Know your priorities and do your homework

“I think the reviews are really important. Read between the lines. Look carefully at the photos, ”says Michael Campbell. “We never had [serious] problem; in 270 Airbnbs, we’ve been particularly lucky or very good at finding the right spot for us for our budget, ”says Debbie Campbell.

“Location is really important… pay attention to where the place is on the map,” says Michael. “The more homework you do, the better your experience will be. “

What’s on the checklist? For the Campbells, it’s an outdoor space, a big kitchen table, a central location in a big city so they can take public transport and walk as much as possible – for health reasons and because they think it’s the best way to see a city.

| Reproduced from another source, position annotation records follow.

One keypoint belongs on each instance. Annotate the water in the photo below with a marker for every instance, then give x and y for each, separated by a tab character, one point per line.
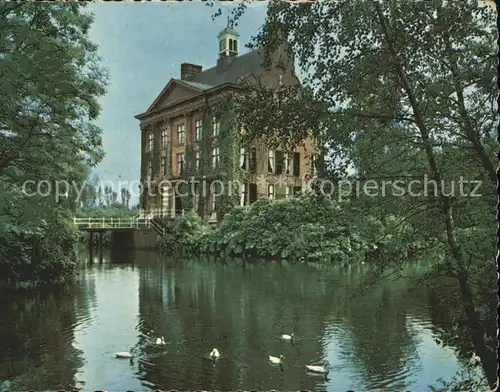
381	340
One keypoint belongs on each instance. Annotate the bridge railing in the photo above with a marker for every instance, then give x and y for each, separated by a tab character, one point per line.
111	223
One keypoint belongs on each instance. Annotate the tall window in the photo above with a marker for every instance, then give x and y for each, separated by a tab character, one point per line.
150	169
215	126
180	163
243	194
199	127
215	157
181	134
151	141
164	138
313	165
198	160
288	163
163	166
214	205
270	191
253	159
270	162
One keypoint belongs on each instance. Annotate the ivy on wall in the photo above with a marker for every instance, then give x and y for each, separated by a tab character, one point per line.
227	172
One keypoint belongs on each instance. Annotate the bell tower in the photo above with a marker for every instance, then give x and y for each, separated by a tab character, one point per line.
228	41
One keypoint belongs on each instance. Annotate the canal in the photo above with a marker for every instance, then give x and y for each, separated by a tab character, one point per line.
381	339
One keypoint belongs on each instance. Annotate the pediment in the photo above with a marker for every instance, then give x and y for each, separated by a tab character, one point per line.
173	92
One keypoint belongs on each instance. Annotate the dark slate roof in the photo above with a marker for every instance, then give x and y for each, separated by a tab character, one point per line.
229	30
241	66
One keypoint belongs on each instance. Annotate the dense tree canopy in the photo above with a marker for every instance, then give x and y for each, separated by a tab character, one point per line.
50	82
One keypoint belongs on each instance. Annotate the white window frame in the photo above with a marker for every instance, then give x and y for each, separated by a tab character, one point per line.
198	130
181	130
215	126
151	141
180	163
198	160
272	160
163	163
215	157
270	191
214	204
243	194
164	136
150	169
289	163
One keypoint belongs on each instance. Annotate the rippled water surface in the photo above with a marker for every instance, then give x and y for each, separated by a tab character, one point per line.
381	340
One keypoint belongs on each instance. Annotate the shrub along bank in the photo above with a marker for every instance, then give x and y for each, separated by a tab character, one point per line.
303	228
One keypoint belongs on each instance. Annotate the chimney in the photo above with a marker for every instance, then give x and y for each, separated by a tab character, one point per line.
189	70
223	64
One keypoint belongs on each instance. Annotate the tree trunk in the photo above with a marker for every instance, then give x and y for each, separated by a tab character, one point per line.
476	328
488	357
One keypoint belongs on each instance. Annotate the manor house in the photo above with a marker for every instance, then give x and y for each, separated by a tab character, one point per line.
180	121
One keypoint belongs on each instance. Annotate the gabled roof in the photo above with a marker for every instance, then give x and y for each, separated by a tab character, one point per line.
196	87
240	67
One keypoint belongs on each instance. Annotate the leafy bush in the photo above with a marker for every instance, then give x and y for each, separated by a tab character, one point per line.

The couple always ask the host about potential sites before booking.

Be realistic and respectful

Sometimes people idealize their getaway, especially if they are on a rare vacation. “Airbnbs are not nirvana, not hotels,” says Debbie. “These are someone’s homes and expectations should be tempered in some ways. Be respectful as a guest. Someone has opened their house to you, whether it’s managed by a property manager or not. Leave a review right when you’re done.

Integrate downtime and be open-minded

The nature of vacations is that they are too short. You “rush to the airport after having to finish the last project at work, then hurry up and enjoy the next two weeks,” Debbie explains. Regardless of the length of a visit, Debbie recommends that people “allow time to reduce stress on your travels to allow for serendipity.” Don’t plan every moment, because that’s where the magic happens.

“Be flexible,” Michael agrees. Cultures act differently. “Go with the flow. It’s not what happens, it’s the way you react, ”he says, noting that they remember“ we are the stranger ”.

“Having a strong dose of curiosity is what leads to growth and a broader understanding of the world, as well as empathy, understanding and kindness,” says Michael.